Was Tsar Nicholas's II death a precursor that lead to WW2?

by Sergeant_Horvath
post-ironic-irony

No, the murder of the royal family in 1918 was not relevant in any way to the outbreak of World War II. By this point Nicholas had already abdicated and been placed under arrest, as well as his entire family. The Bolsheviks controlled the organs of government in Moscow and St Petersburg, and even among the many disparate White Army forces, the idea of a restoration of Tsar Nicholas was not popular. Anti-Bolshevik they might have been, but the majority of them were not pro-monarchy, or at the very least not pro-absolutism. As soon as Nicholas abdicated and the monarchy was abolished, the Romanovs ceased to be a relevant political force in any practical way. At most they were useful figureheads to inspire the more conservative and traditionalist Russian peasants that were anti-Bolshevik.

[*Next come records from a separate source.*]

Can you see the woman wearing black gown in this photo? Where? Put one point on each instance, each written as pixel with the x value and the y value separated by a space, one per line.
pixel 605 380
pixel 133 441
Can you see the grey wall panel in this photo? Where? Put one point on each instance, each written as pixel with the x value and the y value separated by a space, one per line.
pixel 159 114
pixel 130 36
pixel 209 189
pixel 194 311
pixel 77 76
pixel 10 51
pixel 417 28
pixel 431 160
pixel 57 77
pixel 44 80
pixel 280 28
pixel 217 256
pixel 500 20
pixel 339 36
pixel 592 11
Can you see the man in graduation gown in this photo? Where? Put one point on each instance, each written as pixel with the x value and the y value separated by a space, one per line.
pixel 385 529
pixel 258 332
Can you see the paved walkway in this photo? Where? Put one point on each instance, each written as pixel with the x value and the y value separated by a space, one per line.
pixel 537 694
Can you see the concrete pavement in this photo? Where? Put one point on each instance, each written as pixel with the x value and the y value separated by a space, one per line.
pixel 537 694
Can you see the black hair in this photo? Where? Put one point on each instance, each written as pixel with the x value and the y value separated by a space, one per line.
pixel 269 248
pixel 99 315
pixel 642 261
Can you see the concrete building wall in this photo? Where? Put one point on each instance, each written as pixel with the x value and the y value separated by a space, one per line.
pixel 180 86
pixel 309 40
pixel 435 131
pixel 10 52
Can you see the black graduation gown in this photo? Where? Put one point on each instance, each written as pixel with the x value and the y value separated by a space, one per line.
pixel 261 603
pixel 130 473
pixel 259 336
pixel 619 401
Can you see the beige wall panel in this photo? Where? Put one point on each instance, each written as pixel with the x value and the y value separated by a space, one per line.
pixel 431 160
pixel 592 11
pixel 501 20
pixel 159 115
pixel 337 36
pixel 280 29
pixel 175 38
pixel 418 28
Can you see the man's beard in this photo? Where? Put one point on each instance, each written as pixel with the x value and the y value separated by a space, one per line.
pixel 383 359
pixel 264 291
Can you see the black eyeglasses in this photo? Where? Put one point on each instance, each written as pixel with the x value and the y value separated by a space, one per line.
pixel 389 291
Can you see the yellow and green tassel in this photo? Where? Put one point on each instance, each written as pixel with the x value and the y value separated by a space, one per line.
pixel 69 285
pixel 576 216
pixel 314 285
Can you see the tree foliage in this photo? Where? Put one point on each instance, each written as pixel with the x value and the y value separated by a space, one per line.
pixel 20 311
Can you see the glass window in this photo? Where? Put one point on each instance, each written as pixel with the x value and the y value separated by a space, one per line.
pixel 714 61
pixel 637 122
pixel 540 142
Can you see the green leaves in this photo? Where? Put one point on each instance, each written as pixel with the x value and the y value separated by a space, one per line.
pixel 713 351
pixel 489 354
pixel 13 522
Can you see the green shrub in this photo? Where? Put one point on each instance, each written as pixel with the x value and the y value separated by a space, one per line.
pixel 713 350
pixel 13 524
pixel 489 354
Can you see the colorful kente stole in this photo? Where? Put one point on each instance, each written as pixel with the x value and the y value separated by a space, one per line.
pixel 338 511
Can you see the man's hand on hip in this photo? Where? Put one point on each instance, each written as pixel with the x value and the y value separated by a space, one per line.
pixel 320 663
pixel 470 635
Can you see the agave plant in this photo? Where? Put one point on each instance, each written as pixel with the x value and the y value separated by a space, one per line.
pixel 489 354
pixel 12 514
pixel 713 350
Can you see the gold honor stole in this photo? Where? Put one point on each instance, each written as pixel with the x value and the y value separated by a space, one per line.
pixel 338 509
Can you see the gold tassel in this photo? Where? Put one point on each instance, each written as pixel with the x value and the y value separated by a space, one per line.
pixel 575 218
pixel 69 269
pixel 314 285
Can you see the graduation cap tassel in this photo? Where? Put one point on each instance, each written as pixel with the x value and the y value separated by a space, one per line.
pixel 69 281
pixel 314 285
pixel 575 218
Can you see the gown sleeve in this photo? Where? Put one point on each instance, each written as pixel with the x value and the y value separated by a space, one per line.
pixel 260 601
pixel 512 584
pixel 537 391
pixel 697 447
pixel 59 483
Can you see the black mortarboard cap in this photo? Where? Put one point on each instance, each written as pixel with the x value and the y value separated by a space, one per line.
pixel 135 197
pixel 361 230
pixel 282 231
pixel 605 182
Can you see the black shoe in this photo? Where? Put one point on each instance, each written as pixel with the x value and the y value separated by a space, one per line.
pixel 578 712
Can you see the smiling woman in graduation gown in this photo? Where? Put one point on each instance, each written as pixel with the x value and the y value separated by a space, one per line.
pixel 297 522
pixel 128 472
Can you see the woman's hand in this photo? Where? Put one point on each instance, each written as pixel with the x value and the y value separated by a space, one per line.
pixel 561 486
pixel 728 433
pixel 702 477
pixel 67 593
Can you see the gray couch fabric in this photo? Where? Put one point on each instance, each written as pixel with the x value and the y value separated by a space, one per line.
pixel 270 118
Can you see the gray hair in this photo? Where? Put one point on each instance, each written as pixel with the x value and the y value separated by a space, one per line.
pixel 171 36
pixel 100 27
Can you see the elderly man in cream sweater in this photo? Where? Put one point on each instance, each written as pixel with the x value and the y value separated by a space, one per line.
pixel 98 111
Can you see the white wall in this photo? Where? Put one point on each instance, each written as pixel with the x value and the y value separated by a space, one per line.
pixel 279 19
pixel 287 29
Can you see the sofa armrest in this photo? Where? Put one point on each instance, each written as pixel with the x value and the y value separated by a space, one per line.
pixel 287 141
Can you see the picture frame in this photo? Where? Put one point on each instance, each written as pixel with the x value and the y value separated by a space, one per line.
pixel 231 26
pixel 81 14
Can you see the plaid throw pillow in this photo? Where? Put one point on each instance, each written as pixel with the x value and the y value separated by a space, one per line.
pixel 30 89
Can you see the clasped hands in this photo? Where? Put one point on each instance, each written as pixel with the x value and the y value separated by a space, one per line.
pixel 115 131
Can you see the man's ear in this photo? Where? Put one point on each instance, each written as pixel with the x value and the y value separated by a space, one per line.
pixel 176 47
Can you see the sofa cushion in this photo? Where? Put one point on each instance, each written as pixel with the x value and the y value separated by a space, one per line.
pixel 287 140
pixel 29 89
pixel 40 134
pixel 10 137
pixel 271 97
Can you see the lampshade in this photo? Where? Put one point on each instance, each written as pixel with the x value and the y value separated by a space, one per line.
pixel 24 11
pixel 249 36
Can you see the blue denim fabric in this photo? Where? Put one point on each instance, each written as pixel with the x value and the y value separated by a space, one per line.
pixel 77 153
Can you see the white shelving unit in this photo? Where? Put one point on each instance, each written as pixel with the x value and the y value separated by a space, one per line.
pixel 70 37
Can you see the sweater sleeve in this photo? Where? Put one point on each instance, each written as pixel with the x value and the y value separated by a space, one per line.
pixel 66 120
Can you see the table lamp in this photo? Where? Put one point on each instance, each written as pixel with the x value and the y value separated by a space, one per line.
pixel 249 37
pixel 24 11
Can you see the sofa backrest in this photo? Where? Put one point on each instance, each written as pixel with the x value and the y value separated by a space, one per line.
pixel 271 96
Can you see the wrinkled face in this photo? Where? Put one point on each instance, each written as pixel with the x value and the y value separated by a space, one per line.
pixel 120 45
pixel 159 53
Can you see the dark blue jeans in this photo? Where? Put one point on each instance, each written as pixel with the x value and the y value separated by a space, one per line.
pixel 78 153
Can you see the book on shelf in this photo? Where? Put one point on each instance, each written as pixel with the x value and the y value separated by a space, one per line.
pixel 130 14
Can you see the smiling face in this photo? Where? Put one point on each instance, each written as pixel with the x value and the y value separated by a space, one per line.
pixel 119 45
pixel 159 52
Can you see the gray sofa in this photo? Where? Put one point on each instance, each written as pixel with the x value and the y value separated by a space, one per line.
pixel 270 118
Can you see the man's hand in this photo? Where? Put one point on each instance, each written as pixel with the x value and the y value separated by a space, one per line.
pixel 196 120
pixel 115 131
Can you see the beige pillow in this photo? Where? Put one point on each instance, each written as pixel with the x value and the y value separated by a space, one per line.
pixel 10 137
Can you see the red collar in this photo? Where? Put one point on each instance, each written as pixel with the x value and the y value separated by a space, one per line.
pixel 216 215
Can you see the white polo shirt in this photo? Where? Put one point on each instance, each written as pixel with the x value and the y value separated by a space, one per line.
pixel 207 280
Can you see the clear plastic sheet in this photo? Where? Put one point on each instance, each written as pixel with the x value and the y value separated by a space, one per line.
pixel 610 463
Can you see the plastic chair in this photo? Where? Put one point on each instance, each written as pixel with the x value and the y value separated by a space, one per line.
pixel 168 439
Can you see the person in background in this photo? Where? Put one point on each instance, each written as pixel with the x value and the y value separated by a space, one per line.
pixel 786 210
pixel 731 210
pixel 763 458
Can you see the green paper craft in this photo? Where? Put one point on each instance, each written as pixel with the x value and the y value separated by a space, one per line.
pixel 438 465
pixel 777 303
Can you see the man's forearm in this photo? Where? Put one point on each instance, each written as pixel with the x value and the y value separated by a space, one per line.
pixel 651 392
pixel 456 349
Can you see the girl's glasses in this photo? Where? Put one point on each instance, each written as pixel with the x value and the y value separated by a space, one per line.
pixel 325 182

The Bolshevik victory in the Russian Civil War is a considerably more relevant event that laid some of the groundwork for part of WWII, namely the German invasion of the Soviet Union. But it should be noted that German-Soviet relations were relatively positive in the years of the Weimar Republic - there were multiple socialist and communist parties legally operating within the German Reichstag, and for several years the Soviets allowed German soldiers to train at military installations within the USSR (as a way to get around the strict terms of the Treaty of Versailles). Only with the rise of Adolf Hitler to power in Germany did these positive relations begin to sour.